|Sorrel before the hens were let out|
Chicken scratching is a mixed bag. Those strong legs and toenails till the soil. They unearth bugs, worms, and grubs. They remove weeds and keeps the tiniest of sprouts from growing. They rip the top off of tender perennial shoots that are brave enough to press their faces toward the sky and push at this time of year. Herein lies the rub.

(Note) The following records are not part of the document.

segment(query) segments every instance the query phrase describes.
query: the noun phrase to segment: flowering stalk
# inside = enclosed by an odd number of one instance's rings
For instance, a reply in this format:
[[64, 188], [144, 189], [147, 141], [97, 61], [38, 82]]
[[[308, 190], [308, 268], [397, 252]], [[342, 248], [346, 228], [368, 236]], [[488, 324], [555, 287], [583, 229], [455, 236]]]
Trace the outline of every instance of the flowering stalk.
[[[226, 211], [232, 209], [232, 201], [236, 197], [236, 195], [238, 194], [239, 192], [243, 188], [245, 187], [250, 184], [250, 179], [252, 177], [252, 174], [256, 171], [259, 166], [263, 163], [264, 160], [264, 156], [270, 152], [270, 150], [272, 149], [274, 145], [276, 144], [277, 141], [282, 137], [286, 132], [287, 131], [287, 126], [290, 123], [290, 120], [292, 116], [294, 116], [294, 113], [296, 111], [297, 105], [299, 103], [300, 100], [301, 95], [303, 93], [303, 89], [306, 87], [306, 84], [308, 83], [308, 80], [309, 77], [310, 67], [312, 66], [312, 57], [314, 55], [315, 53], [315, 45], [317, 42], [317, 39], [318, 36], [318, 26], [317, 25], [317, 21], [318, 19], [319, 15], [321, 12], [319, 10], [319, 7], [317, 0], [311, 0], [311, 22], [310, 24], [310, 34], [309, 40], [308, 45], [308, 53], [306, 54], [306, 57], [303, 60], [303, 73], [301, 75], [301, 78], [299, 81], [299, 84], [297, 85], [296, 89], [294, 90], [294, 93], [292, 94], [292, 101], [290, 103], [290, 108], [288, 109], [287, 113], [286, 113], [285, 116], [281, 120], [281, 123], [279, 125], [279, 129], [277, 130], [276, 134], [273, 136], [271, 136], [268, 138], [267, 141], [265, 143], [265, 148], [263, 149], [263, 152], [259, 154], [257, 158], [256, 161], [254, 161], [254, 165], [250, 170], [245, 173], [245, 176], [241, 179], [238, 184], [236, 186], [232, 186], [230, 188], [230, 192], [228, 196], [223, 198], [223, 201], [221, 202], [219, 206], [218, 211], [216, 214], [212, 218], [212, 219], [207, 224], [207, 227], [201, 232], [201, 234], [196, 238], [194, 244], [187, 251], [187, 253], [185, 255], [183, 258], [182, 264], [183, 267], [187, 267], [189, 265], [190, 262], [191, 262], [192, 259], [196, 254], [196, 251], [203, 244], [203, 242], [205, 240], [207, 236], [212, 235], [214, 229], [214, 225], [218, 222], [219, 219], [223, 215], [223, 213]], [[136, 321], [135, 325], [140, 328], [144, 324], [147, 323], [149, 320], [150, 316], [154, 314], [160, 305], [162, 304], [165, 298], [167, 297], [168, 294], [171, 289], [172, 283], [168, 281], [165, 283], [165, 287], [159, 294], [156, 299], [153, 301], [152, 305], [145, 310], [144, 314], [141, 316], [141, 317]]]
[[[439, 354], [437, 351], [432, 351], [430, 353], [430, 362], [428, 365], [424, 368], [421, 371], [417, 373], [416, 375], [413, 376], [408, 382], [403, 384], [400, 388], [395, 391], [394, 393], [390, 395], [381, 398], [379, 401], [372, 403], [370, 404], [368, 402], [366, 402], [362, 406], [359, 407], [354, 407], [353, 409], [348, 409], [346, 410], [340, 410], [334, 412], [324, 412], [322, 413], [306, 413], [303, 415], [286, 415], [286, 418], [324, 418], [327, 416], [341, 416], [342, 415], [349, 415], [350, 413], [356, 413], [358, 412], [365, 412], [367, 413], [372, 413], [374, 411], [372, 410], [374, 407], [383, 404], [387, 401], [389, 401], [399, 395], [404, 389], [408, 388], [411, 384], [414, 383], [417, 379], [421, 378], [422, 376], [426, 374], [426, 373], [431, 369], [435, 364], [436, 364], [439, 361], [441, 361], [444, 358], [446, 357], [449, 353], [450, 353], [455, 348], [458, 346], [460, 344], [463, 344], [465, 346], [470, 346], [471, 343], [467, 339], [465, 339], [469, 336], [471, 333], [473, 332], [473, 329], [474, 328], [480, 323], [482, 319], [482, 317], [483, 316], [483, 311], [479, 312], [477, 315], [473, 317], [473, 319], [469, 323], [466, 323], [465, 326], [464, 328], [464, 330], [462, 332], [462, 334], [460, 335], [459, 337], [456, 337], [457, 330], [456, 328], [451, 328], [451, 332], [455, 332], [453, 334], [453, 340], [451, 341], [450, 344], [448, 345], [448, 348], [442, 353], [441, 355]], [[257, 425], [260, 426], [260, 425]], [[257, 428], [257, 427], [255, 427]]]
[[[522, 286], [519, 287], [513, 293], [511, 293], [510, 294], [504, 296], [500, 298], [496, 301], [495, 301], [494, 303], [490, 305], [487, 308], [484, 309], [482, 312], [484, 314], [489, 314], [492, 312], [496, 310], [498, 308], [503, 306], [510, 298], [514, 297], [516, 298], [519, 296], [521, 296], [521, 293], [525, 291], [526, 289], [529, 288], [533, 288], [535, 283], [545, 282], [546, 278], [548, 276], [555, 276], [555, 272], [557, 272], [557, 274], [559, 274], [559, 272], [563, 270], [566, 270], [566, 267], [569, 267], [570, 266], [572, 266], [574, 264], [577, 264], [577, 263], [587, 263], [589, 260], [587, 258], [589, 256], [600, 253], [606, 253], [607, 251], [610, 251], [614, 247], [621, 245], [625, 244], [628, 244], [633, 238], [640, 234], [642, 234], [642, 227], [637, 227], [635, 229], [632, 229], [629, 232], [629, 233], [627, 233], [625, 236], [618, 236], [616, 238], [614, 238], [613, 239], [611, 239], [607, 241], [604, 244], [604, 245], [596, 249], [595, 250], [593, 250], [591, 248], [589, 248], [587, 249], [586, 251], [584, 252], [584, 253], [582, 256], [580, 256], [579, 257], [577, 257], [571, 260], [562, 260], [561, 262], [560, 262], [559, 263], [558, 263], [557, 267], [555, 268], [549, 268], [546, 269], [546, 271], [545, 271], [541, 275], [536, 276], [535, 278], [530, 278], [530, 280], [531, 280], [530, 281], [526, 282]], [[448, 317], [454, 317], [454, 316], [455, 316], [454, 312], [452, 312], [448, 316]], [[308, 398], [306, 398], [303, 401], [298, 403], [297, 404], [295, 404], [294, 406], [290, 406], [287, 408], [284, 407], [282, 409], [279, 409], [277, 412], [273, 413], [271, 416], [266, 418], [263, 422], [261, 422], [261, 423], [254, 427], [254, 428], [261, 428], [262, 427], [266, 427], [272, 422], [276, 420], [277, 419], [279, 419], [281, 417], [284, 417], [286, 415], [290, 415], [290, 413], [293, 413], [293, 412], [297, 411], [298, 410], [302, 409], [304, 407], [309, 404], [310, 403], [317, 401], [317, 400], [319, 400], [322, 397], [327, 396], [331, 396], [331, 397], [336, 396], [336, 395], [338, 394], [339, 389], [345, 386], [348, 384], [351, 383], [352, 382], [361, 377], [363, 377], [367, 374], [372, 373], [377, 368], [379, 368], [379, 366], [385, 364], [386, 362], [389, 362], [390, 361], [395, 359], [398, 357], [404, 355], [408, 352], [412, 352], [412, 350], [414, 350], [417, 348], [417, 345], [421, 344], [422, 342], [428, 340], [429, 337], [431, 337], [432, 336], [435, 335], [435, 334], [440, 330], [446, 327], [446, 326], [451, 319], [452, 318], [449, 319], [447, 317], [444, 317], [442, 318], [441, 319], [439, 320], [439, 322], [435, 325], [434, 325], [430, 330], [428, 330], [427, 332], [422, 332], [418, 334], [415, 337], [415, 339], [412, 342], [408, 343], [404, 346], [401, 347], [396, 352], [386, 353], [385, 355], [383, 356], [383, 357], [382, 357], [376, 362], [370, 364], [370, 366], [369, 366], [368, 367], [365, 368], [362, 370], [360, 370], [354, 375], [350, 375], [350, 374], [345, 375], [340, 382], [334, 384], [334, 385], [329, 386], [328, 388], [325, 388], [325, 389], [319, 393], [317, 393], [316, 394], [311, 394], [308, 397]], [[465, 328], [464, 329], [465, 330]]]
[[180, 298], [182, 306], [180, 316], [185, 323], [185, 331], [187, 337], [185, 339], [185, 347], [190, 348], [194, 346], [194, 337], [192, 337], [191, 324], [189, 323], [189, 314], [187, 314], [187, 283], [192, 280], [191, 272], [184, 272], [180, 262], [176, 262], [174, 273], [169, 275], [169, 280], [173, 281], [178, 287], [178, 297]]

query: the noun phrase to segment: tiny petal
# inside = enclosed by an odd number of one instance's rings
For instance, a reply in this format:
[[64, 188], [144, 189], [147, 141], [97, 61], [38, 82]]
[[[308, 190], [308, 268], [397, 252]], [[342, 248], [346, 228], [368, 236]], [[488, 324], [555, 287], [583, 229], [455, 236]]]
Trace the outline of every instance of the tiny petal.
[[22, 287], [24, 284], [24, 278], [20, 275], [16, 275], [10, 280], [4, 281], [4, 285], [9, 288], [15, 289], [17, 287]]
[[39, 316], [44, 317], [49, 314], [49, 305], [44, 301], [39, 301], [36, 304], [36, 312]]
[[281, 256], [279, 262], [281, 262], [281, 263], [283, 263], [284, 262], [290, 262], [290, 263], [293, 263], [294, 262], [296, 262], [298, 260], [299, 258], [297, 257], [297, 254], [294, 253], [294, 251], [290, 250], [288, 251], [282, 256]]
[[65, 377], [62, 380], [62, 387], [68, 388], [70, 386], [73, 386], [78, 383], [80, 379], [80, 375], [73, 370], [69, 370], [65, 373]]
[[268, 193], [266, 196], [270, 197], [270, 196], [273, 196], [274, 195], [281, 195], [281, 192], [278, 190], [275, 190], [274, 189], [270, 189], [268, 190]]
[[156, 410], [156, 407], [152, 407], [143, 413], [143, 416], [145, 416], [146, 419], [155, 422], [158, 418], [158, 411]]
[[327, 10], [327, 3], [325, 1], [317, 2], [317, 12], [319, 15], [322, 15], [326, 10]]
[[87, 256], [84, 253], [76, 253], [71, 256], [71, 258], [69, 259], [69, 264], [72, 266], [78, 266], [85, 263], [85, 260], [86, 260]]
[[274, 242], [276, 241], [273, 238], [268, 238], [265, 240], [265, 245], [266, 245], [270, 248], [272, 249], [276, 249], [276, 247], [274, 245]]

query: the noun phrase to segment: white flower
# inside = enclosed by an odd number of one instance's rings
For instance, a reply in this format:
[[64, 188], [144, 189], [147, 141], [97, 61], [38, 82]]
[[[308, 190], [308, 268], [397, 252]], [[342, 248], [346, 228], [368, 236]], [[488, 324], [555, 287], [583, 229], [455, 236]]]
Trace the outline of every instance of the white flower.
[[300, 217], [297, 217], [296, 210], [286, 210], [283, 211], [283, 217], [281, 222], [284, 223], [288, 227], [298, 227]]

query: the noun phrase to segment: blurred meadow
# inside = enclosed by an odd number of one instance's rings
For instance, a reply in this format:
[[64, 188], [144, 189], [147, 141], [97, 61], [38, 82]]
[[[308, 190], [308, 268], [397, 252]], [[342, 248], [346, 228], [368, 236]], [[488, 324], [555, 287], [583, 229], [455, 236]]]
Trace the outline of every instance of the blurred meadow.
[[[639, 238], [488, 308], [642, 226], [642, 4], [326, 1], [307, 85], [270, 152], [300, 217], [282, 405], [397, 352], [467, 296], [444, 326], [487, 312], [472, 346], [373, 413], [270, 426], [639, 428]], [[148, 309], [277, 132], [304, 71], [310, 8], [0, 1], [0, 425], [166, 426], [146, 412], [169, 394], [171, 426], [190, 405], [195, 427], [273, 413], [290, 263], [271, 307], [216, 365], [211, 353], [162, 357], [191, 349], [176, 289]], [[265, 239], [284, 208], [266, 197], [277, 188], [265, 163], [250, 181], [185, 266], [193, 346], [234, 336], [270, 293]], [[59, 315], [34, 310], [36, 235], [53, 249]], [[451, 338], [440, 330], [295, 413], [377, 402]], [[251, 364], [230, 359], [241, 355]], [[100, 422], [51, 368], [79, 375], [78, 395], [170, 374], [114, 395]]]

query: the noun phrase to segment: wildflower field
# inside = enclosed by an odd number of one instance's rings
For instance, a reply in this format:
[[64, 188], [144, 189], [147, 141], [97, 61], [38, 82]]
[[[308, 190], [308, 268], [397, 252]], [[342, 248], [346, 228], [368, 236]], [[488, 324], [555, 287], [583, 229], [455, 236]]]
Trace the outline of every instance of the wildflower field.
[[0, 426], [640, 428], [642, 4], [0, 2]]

|Ten minutes after the hens were out: I am not making this up.|
Not the rhubarb, nor the delphiniums, nor the peonies, nor the hardy geraniums, nor the sorrel appreciate this treatment. Animal training isn't my current strong point, so there's little hope for getting the girls to carefully tend just around the edges of my favorites leaving the plant itself alone. I'm certain that the scratch impulse does not come anywhere close to what might be called a chicken brain.*
|Very vulnerable Delphinium shoots|
But GardenGateNotes.com had a fabulous solution just waiting for me. Make a little cage from flexible branches/long twig prunings. Of course, the materials are just hanging out in my yard waiting my awareness. We have red-twig dogwood that does best with a severe pruning every year. The "chop us to the ground" task has been begging me to be on the Things I get to do today show for several months.
Mean while, Katy, Nora, Lena, Latifah, and Nina were all very sweetly asking for a romp in the yard this afternoon. I'm seeing all the fresh beginnings in shards about the yard if I comply. That is until I recalled the tip from Garden Gate.
Clippers in hand, a few minutes with the dogwood, more clipping to length and to remove side twigs and I'm ready to go. The hens visited along side while I fiddled and wove the twigs together. I win!
*There is some one-sided debate in our house over whether or not such an organ does, in deed, exist.